E essa, na minha opinião, é uma qualidade do filme. Não era muito comum filmes dos anos 50 mostrarem tantos personagens negros na França, em Paris.
E, finalmente, gostaria de registrar um monólogo da personagem interpretada por Danielle Darrieux. O que ela diz me parece a essência da forma com que muitos realizadores franceses tratam as mulheres – nas várias gerações. Posso estar enganado, mas Claude Chabrol – que veio na geração da nouvelle vague, a que falava mal dos filmes dos diretores anteriores, como Claude Autant-Lara e Gilles Granjier – demonstrou em seus filmes essa mesma visão das mulheres demonstrada na fala da personagem de Danielle Darrieux. O que diz a Thérèse de Danielle Darrieux para o inspetor Vallois de Jean Gabin poderia perfeitamente ser dito em filmes como A Mulher Infiel (1968):
– “Você deve saber que amor e paixão são tão diferentes quanto o dia e a noite. Eu odiava aquele homem. Eu o desprezava. Mas não conseguia viver sem ele. (…) Ele era malvado, ganancioso e estúpido. Meu marido me fez feliz deurante anos; Simoni me deixou maluca desde o primeiro dia. Durante dez anos, fui uma mulher comum. Amorosa, fiel. Creio que Simoni se sentiu atraído pela minha fidelidade. As boas burguesas são as melhores vagabundas. Qualquer sedutor sabe disso.”
Anotação em setembro de 2018
Vício Maldito/Le Désordre et la Nuit
De Gilles Grangier, França, 1958
Com Jean Gabin (inspetor Georges Vallois)

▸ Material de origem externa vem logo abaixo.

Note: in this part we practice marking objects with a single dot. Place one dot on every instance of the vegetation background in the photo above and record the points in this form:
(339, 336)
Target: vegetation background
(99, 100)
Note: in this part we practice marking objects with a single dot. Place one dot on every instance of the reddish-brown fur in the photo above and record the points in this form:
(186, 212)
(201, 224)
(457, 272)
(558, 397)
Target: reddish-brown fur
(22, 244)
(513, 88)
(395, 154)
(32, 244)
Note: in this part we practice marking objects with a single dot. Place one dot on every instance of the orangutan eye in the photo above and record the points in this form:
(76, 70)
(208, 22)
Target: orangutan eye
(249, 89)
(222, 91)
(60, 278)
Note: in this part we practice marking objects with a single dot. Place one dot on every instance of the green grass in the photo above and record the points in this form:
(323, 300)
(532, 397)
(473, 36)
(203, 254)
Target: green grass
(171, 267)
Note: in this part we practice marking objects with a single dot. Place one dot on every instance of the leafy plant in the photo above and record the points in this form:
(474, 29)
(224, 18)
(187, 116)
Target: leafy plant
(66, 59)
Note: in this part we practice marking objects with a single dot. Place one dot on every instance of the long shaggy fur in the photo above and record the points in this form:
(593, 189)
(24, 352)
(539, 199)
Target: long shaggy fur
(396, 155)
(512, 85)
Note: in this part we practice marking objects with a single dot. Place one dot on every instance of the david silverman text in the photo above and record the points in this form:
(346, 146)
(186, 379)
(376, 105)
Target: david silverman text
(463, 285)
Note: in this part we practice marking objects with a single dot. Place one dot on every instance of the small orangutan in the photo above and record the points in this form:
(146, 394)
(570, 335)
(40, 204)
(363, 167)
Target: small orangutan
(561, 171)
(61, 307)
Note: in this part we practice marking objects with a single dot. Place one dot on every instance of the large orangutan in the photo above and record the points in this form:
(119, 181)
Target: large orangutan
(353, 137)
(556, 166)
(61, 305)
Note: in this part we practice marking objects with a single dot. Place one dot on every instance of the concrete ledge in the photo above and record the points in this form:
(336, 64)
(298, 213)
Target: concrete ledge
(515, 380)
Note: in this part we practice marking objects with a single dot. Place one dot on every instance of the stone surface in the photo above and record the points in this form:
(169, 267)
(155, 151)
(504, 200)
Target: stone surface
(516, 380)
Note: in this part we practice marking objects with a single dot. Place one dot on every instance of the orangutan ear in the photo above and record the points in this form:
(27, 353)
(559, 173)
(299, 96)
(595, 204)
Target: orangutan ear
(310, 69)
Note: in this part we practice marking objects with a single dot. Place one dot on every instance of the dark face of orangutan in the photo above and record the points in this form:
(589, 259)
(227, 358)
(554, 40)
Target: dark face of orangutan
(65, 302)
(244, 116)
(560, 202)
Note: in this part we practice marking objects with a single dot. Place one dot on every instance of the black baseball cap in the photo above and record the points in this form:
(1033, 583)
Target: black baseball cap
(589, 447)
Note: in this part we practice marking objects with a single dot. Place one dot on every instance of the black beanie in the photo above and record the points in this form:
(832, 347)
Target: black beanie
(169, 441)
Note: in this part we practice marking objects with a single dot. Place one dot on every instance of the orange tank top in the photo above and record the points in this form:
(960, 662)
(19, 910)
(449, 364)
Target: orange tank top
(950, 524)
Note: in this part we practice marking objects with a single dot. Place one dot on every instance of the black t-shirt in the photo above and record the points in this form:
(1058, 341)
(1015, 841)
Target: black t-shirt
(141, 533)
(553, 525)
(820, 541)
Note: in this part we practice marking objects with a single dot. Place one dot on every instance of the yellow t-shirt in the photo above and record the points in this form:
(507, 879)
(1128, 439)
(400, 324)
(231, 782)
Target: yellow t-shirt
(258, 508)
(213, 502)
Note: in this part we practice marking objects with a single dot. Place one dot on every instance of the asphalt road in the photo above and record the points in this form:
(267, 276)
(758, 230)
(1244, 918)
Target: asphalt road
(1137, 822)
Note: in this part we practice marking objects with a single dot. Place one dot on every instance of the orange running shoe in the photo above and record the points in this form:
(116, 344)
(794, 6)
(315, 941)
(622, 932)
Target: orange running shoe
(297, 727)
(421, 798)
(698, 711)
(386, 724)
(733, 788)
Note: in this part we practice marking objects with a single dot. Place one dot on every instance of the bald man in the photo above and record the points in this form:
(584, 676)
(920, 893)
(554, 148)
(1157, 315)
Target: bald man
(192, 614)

e Nadja Tiller (Lucky Fridel), Danielle Darrieux (Thérèse Marken), Paul Frankeur (inspetor Chaville), Hazel Scott (Valentine Horse, a cantora), Robert Manuel (Blasco), Robert Berri (Marquis), François Chaumette (comissário Janin), Louis Ducreux (Henri Marken), Roger Hanin (Albert Simoni)
Roteiro Michel Audiard, Gilles Grangier e Jacques Robert
Baseado na novela de Jacques Robert
Fotografia Louis Page
Música Jean Yatove
Montagem Jacqueline Sadoul
Produção Lucien Viard, Orex, Les Films Corona.
P&B, 93 min (1h33)
1/2
Título em inglês: Night Affair. Na Itália: Il Vizio e la Notte.